Because the two variants of the &infix:~|_|~
multisubs have different parameter lists (one is (Array,Selector)
, the other is (Selector, Array)
, Perl 6 always knows which one to call. If the left operand is a Selector
, the &infix:~|_|~(Selector,Array)
variant is called. If the left operand is an array, the &infix:~|_|~(Array,Selector)
variant is invoked.
Note that, for this second variant, we specified is equiv
instead of is tighter
or is looser
. This ensures that the precedence and associativity of the second variant are the same as those of the first. That's also why we didn't need to specify an is assoc
.
Parting is such sweet sorrow
Phew. Talk about "more than one way to do it"!

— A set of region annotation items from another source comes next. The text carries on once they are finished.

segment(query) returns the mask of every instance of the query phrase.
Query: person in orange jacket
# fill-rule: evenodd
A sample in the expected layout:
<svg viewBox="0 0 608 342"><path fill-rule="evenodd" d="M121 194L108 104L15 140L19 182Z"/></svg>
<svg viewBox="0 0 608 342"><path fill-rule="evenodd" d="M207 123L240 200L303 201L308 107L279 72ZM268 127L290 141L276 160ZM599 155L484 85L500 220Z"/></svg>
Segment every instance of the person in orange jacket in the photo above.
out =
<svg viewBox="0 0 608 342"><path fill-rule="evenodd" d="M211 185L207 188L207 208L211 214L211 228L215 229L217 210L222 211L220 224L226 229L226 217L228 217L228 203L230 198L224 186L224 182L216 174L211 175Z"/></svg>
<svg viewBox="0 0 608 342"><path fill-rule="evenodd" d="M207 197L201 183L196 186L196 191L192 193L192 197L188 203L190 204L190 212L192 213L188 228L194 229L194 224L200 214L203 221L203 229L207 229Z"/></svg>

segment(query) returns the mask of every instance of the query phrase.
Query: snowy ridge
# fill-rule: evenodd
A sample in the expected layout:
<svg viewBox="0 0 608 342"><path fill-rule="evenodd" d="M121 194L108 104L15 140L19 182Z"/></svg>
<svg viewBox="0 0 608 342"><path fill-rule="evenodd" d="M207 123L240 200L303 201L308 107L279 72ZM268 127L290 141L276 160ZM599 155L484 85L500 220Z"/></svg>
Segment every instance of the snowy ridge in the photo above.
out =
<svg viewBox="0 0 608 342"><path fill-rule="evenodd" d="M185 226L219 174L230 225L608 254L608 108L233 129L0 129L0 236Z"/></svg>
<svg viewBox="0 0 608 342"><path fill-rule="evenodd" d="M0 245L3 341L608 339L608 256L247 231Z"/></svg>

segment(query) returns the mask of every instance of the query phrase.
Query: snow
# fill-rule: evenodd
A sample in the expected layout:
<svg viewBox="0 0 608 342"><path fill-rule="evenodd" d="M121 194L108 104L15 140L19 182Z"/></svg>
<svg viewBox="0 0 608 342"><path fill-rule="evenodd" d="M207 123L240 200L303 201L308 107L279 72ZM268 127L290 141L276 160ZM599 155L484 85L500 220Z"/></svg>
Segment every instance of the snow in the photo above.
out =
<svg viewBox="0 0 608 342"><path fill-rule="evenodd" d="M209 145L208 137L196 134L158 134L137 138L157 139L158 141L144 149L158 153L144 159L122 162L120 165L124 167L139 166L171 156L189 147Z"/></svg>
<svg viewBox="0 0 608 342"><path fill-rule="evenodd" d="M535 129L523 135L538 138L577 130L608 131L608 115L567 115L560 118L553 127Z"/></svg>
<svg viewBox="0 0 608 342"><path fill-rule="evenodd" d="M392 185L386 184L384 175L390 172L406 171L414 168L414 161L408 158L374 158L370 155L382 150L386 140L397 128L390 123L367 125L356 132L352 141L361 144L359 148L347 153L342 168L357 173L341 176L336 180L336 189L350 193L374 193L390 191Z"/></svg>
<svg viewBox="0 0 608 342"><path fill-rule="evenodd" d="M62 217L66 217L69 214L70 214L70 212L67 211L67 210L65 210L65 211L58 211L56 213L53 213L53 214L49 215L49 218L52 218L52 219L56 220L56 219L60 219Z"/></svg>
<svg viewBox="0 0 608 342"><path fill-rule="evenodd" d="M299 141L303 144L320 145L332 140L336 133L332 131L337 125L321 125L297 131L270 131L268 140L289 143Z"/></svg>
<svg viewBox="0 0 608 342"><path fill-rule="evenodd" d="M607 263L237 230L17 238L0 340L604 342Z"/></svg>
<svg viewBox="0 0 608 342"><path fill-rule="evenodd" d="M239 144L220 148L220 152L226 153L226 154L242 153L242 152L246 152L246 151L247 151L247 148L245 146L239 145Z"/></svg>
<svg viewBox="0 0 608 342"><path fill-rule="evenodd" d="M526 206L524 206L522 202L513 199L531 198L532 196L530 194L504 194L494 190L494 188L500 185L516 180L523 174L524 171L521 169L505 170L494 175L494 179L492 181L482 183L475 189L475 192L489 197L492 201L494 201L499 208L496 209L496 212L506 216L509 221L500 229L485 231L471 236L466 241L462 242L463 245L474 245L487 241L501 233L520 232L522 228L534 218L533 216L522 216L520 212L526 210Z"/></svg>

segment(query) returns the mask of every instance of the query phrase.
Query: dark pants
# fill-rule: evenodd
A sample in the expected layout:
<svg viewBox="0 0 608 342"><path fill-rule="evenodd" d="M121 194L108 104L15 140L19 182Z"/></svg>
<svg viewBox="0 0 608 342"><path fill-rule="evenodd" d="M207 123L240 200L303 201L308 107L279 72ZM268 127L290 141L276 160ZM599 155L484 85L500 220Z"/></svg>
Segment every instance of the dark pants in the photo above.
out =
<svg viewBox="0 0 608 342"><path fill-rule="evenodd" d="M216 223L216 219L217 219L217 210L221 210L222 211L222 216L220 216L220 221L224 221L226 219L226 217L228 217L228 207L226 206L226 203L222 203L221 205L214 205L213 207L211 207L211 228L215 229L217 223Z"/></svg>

But don't be put off by these myriads of new features and alternatives. The vast majority of them are special-purpose, power-user techniques that you may well never need to use or even know about.

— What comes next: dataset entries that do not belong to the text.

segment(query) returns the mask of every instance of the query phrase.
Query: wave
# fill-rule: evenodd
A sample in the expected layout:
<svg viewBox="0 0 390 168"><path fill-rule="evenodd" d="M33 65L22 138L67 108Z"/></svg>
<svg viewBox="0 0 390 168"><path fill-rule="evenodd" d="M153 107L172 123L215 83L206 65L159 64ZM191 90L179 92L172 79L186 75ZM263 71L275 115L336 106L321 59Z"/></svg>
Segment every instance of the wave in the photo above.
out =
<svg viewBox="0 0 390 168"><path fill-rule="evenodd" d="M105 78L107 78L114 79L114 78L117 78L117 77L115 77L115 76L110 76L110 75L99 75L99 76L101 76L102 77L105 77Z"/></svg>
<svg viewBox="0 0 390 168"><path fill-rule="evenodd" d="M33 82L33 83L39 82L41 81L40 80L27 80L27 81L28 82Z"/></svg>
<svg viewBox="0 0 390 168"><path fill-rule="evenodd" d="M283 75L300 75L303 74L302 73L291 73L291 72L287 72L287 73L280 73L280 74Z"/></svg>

For most of us it will be enough to know that we can now add a proper parameter list, with sensibly named parameters, to any subroutine. So that what we used to write as:
sub feed {
my ($who, $how_much, @what) = @_;
...
}
we now write as:
sub feed ($who, $how_much, *@what) {
...
}
or, when we're feeling particularly cautious:
sub feed (Str $who, Num $how_much, Food *@what) {
...
}
And just being able to do that is a huge win for Perl 6.
Parting shot
By the way, here's (most of) that same partitioning functionality implemented in Perl 5:
# Perl 5 code...
sub part {
my ($is_sheep, $maybe_flag_or_labels, $maybe_labels, @data) = @_;
my ($sheep, $goats);
if ($maybe_flag_or_labels eq "labels" && ref $maybe_labels eq 'ARRAY') {
($sheep, $goats) = @$maybe_labels;
}
elsif (ref $maybe_flag_or_labels eq 'ARRAY') {
unshift @data, $maybe_labels;
($sheep, $goats) = @$maybe_flag_or_labels;
}
else {
unshift @data, $maybe_flag_or_labels, $maybe_labels;
($sheep, $goats) = qw(sheep goats);
}
my $arg1_type = ref($is_sheep) || 'CLASS';
my %herd;
if ($arg1_type eq 'ARRAY') {
for my $index (0..$#data) {
my $datum = $data[$index];
my $label = grep({$index==$_} @$is_sheep) ? $sheep : $goats;
push @{$herd{$label}}, $datum;
}
}
else {
croak "Invalid first argument to &part"
unless $arg1_type =~ /^(Regexp|CODE|HASH|CLASS)$/;
for (@data) {
if ( $arg1_type eq 'Regexp' && /$is_sheep/
|| $arg1_type eq 'CODE' && $is_sheep->($_)
|| $arg1_type eq 'HASH' && $is_sheep->{$_}
|| UNIVERSAL::isa($_,$is_sheep)
) {
push @{$herd{$sheep}}, $_;
}
else {
push @{$herd{$goats}}, $_;
}
}
}
return map {bless {key=>$_,value=>$herd{$_}},'Pair'} keys %herd;
}
Which is precisely why we're developing Perl 6.